Lifting of automorphism of rational surface to that on abelian variety The paper I am referencing is "Normal Subgroups of the Cremona Group." https://arxiv.org/abs/1007.0895. In theorem 5.14, at the bottom of page 52, the author stated for the abelian surface $Y= \mathbb{C}/\mathbb{Z}[i] \times \mathbb{C}/\mathbb{Z}[i]$, we consider the quotient $X= Y/ \Gamma$ where $\Gamma$ is the group of order 4 generated by the map $(x,y)\mapsto (ix, iy)$ on $Y$. Moreover one can show that $X$ is rational.
In general the group of automorphism of $X$ cannot be lifted to that on $Y$ since there are more automorphisms on a rational surface than on an abelian one. However, the paper stated that in this case we can do so since the fundamental group $\Lambda$ of $X\backslash \text{Sing}(X)$ is the group $\mathbb{Z}/4\mathbb{Z} \ltimes (\mathbb{Z}[i]\times \mathbb{Z}[i])$. They further say that $\mathbb{Z}[i]\times \mathbb{Z}[i]$ is invariant under all automorphism of $\Lambda$ and used this to conclude that we can lift an aut on $X$ to that of $Y$. 
How did they arrive at this conclusion? Would be grateful if anyone can help to explain what that paragraph meant.
 A: Denote $X\backslash\text{Sing}(X)$ by $X_0$ and its preimage in $Y$ as $Y_0$. Note that $Y_0$ is the Galois cover of $X_0$ corresponding to the normal subgroup $\mathbb{Z}[i]\times\mathbb{Z}[i]$ inside $\Lambda.$ For any automorphism $f$ of $X_0$, the pullback of $Y_0$ along $f$ is the cover corresponding to the image of $\mathbb{Z}[i]\times\mathbb{Z}[i]$ under the automorphism of $\Lambda$ induced by $f$. By the reasoning you mentioned, this implies that the pullback of $Y_0$ along $f$ is again $Y_0$ and so we get an automorphism of $Y_0.$
It remains to show that any automorphism of $Y_0$ extends to an automorphism of $Y$. Here is one of many ways to show this.

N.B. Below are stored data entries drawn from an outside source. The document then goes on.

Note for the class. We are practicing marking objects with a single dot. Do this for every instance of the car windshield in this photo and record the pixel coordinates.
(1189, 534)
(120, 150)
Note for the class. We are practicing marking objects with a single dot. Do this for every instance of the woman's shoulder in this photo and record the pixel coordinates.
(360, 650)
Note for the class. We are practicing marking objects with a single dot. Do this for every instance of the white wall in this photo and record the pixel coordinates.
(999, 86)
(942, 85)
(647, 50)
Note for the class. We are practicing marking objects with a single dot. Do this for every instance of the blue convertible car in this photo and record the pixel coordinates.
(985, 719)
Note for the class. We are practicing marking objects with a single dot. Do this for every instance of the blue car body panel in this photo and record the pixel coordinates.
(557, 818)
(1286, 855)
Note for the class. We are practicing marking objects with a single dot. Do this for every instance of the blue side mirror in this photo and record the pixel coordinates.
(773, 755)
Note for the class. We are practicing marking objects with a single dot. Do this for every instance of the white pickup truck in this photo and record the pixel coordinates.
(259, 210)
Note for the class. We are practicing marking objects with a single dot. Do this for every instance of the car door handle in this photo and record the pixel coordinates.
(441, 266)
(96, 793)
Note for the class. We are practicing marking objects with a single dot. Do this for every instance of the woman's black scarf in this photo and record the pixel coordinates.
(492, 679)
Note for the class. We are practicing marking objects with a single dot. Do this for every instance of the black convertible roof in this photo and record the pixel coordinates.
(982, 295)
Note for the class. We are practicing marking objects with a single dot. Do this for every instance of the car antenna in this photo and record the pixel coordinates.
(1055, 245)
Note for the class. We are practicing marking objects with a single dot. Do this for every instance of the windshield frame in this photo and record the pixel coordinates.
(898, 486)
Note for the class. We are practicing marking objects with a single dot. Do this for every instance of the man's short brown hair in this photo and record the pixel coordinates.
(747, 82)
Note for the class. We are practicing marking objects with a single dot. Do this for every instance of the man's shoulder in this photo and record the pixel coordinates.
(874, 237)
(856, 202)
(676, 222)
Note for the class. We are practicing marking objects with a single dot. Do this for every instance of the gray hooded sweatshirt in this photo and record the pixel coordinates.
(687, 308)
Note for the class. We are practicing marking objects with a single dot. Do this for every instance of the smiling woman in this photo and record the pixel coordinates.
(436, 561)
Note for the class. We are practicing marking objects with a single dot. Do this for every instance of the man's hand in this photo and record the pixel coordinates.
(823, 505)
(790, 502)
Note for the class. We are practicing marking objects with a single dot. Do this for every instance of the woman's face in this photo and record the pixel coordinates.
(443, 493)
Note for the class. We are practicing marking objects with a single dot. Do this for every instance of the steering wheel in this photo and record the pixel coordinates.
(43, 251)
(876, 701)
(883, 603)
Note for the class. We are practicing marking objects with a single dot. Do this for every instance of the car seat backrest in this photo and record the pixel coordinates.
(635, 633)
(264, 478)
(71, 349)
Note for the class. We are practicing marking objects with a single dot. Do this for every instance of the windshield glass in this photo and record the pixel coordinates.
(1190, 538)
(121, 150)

It is a theorem (see e.g. Theorem 3.2 in Milne's notes) that any rational map from a nonsingular variety to an abelian variety extends to a regular map. So we know that our automorphism of $Y_0$ comes from a map $Y\rightarrow Y$. This latter map is necessarily birational (because it restricts to $f$), quasi-finite, and proper, so by normality of $Y$ it must be an isomorphism.